This series has really grown on me. I was a bit hesitant at first, when I picked up this series, as I'm not a huge fan of boys' mystery series, as they tend to be more about adventure and less about mystery. Plus, the historical aspect about the series was something I thought would border on the boring side of things. I'm not embarrassed to admit that I was completely wrong! Author Steven K. Smith, with his Virginia Mysteries series, has created some very well-rounded characters, placed them in some very interesting and often dangerous situations, and provided readers with well-plotted and engaging mysteries.
Shadows at Jamestown is the sixth book in the series, which, in and of itself, is a huge accomplishment, since so many series on the market today rarely make it past three or four books. In this mystery, Sam and his older brother, Derek, along with their friend Caitlin, head off to Jamestown at the invitation of Professor Evanshade to join an archaeological dig for a week at the Jamestown Field School. For Derek, it's a time to pretend like he's a college student and perhaps have some college girls fall madly in love with him. For Caitlin, it's an opportunity to study and learn more about the history of the site. For Sam, though, it's a chance to show he's no longer a child - he can handle being away from home and can take on the responsibility associated with an important historical dig like this.
This is a mystery series, so before the kids even have a chance to start digging for treasures, they overhear Professor Evanshade on an angry phone call; however, when they ask him about it, he tells them it's nothing to worry about, just school business. But these kids are smart, and even they notice the concerned looks on the faces of Toby and Grace, the two college students who will chaperoning the kids to the dig site. There is no time to look into it, though, as Sam, Derek, and Caitlin are shown their dorm rooms then taken to the "West Wall," where the group of professors, teachers, and college students are digging carefully or artifacts.

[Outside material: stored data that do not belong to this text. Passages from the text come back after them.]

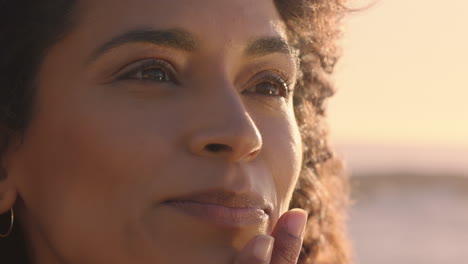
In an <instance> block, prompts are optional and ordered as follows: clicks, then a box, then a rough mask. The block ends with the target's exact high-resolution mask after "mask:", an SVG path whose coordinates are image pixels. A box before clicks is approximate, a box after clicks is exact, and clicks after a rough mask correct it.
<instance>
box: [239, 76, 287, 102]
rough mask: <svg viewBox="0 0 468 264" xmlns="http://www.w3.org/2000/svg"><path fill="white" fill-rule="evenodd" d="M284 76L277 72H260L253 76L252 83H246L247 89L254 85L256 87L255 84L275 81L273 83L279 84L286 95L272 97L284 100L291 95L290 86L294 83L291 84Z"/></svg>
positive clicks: (286, 78)
mask: <svg viewBox="0 0 468 264" xmlns="http://www.w3.org/2000/svg"><path fill="white" fill-rule="evenodd" d="M285 76H286V75H285V74H283V73H281V72H279V71H277V70H265V71H261V72H259V73H257V74H255V75H254V76H253V78H252V79H253V81H250V82H249V83H248V85H247V86H248V87H249V88H247V89H250V87H252V86H254V85H257V84H260V83H262V82H263V81H265V80H267V81H268V80H270V81H275V82H280V83H281V84H282V85H284V87H283V88H284V90H285V91H284V92H285V93H286V94H285V96H281V95H273V96H276V97H284V98H288V97H289V96H290V95H291V93H292V92H293V90H294V89H293V88H292V86H293V85H294V83H295V82H292V81H290V80H289V78H287V77H285Z"/></svg>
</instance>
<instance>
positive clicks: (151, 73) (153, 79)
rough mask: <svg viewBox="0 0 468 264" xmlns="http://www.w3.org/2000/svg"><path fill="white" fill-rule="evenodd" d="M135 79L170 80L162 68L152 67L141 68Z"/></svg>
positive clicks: (145, 79) (154, 80)
mask: <svg viewBox="0 0 468 264" xmlns="http://www.w3.org/2000/svg"><path fill="white" fill-rule="evenodd" d="M134 77H135V79H140V80H152V81H159V82H167V81H169V80H170V78H169V75H168V74H167V73H165V72H164V71H163V70H162V69H160V68H150V69H146V70H141V71H138V72H136V73H135V75H134Z"/></svg>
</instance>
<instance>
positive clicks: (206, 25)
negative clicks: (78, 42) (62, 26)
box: [79, 0, 286, 44]
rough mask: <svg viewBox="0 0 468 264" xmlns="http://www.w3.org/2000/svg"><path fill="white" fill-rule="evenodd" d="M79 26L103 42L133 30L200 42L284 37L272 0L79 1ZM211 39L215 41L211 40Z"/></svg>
mask: <svg viewBox="0 0 468 264" xmlns="http://www.w3.org/2000/svg"><path fill="white" fill-rule="evenodd" d="M80 3H81V4H80V7H79V14H80V15H79V17H80V19H79V20H80V23H81V24H84V26H85V27H86V28H88V33H89V34H92V35H95V36H96V35H99V36H100V37H102V38H104V39H106V38H109V37H111V36H113V35H115V34H117V33H119V32H122V31H125V30H132V29H135V28H143V27H145V28H157V29H165V28H166V29H167V28H182V29H185V30H187V31H189V32H192V33H193V34H194V35H196V36H197V37H198V38H199V39H200V40H201V41H202V42H204V41H206V42H210V41H211V42H215V41H218V40H222V41H224V42H232V44H234V43H235V42H238V41H242V42H244V41H246V40H248V39H249V38H252V37H258V36H282V37H284V38H285V37H286V34H285V32H284V26H283V22H282V20H281V18H280V16H279V13H278V11H277V10H276V7H275V5H274V3H273V0H235V1H233V0H196V1H194V0H97V1H96V0H83V1H81V2H80ZM213 37H215V38H213Z"/></svg>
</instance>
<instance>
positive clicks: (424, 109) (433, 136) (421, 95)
mask: <svg viewBox="0 0 468 264" xmlns="http://www.w3.org/2000/svg"><path fill="white" fill-rule="evenodd" d="M467 26H468V1H464V0H448V1H443V2H441V1H436V0H411V1H406V0H386V1H385V0H381V1H377V2H376V4H375V5H374V6H373V7H371V8H370V9H368V10H365V11H361V12H358V13H356V14H354V15H351V16H350V18H349V19H348V20H347V27H346V32H345V38H344V41H343V44H344V45H343V46H344V53H343V57H342V60H341V62H340V64H339V67H338V71H337V84H338V88H339V91H338V93H337V94H336V96H335V98H333V99H332V100H331V102H330V111H329V116H330V122H331V126H332V132H333V135H334V138H335V140H336V141H337V142H338V143H347V142H355V141H359V142H363V143H386V144H405V145H424V146H428V145H431V146H443V147H448V146H451V147H465V148H468V102H467V100H468V29H467ZM467 163H468V157H467Z"/></svg>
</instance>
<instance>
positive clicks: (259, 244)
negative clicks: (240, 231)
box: [253, 235, 275, 262]
mask: <svg viewBox="0 0 468 264" xmlns="http://www.w3.org/2000/svg"><path fill="white" fill-rule="evenodd" d="M274 241H275V239H274V238H273V237H272V236H267V235H259V236H257V237H256V238H255V242H254V245H253V255H254V257H255V258H256V259H258V260H260V261H264V262H269V261H270V259H271V253H272V251H273V243H274Z"/></svg>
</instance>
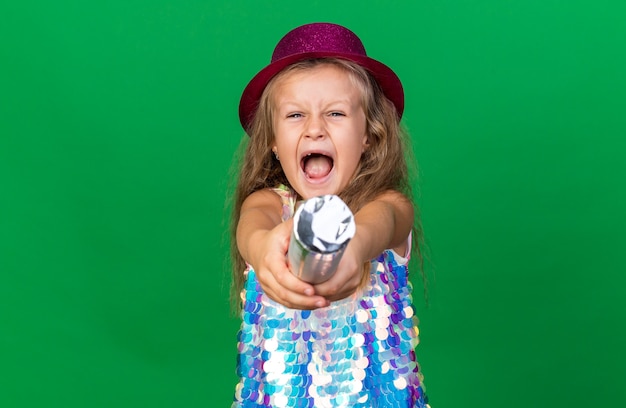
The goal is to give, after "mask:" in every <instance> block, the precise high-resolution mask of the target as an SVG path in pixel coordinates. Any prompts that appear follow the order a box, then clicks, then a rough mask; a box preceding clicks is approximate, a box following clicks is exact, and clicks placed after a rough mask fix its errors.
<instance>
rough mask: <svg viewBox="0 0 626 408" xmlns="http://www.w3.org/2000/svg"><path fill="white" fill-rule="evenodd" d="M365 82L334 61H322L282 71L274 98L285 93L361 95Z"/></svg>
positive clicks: (294, 93) (283, 95)
mask: <svg viewBox="0 0 626 408" xmlns="http://www.w3.org/2000/svg"><path fill="white" fill-rule="evenodd" d="M363 86H364V85H363V84H362V82H361V81H360V80H359V79H358V77H357V76H356V74H354V73H352V72H350V71H348V69H346V68H344V67H341V66H338V65H336V64H332V63H320V64H317V65H314V66H297V67H293V68H292V69H290V70H288V71H286V72H284V73H282V74H281V75H280V76H279V77H277V78H276V81H275V83H274V87H273V88H274V91H275V92H273V93H274V98H273V99H274V100H275V101H278V100H279V99H281V96H285V95H284V94H289V93H293V94H295V95H301V94H302V92H307V93H309V94H310V93H337V94H344V95H345V96H348V95H347V94H351V95H350V96H356V97H361V96H362V94H363Z"/></svg>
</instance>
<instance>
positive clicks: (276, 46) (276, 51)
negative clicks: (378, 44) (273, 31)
mask: <svg viewBox="0 0 626 408" xmlns="http://www.w3.org/2000/svg"><path fill="white" fill-rule="evenodd" d="M315 52H333V53H341V54H354V55H361V56H367V54H366V52H365V47H364V46H363V43H362V42H361V40H360V39H359V37H357V36H356V34H354V33H353V32H352V31H350V30H349V29H347V28H346V27H343V26H340V25H338V24H332V23H312V24H305V25H303V26H300V27H297V28H295V29H293V30H291V31H290V32H288V33H287V34H285V36H284V37H283V38H282V39H281V40H280V41H279V42H278V44H277V45H276V48H274V53H273V54H272V62H275V61H277V60H280V59H282V58H285V57H289V56H292V55H297V54H304V53H315Z"/></svg>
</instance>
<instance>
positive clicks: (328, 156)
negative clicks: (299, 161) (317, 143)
mask: <svg viewBox="0 0 626 408" xmlns="http://www.w3.org/2000/svg"><path fill="white" fill-rule="evenodd" d="M300 166H301V167H302V171H303V172H304V174H305V175H306V176H307V177H308V178H311V179H319V178H322V177H326V176H327V175H328V174H329V173H330V171H331V170H332V169H333V166H334V160H333V158H332V157H330V156H328V155H325V154H323V153H309V154H307V155H305V156H304V157H303V158H302V160H301V161H300Z"/></svg>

Smith's own experience raising three sons clearly shows his knowledge and understanding of children, as his writing of the characters is natural and believable. Sam, Derek, and Caitlin each have their own unique personalities, and as the series progresses, so do they. They have begun to mature, they have learned from their experiences, and they have even begun to develop a bond that only siblings and their friends can do. And they use that to not only tease each other, but to work together to solve the mystery surrounding the Jamestown dig. An artifact sent to the Smithsonian has been determined to be a fake, much to the surprise of the Professor and his assistants. If they cannot figure out what happened, the Professor's reputations, and the entire Jamestown dig could be on the line! Away from their parents and with more freedom than they expected, Sam, Derek, and Caitlin put their sleuthing skills to the test to figure out what is going on.
No spoiler here, but being as it is their mystery series, it's a given that the three kids do end up solving the mystery, putting themselves in danger, and worrying the heck out of their parents! But Smith provides a logical resolution, and at no time does he have any of the children do anything that ordinary pre-teens wouldn't do. In fact, it's fun to read Sam's concerns with their decisions, Caitlin's determination to be cautious, and Derek's carefree attitude of "jump right in and worry about the consequences later." But, in the end, each of them shine in their own way, making the book a fun read. Glad to know there is already another book out there, with more on the way!
RATING: 8 small worthless pieces of iron out of 10 for proving a children's mystery series can be continuing without losing, but rather, with gaining quality!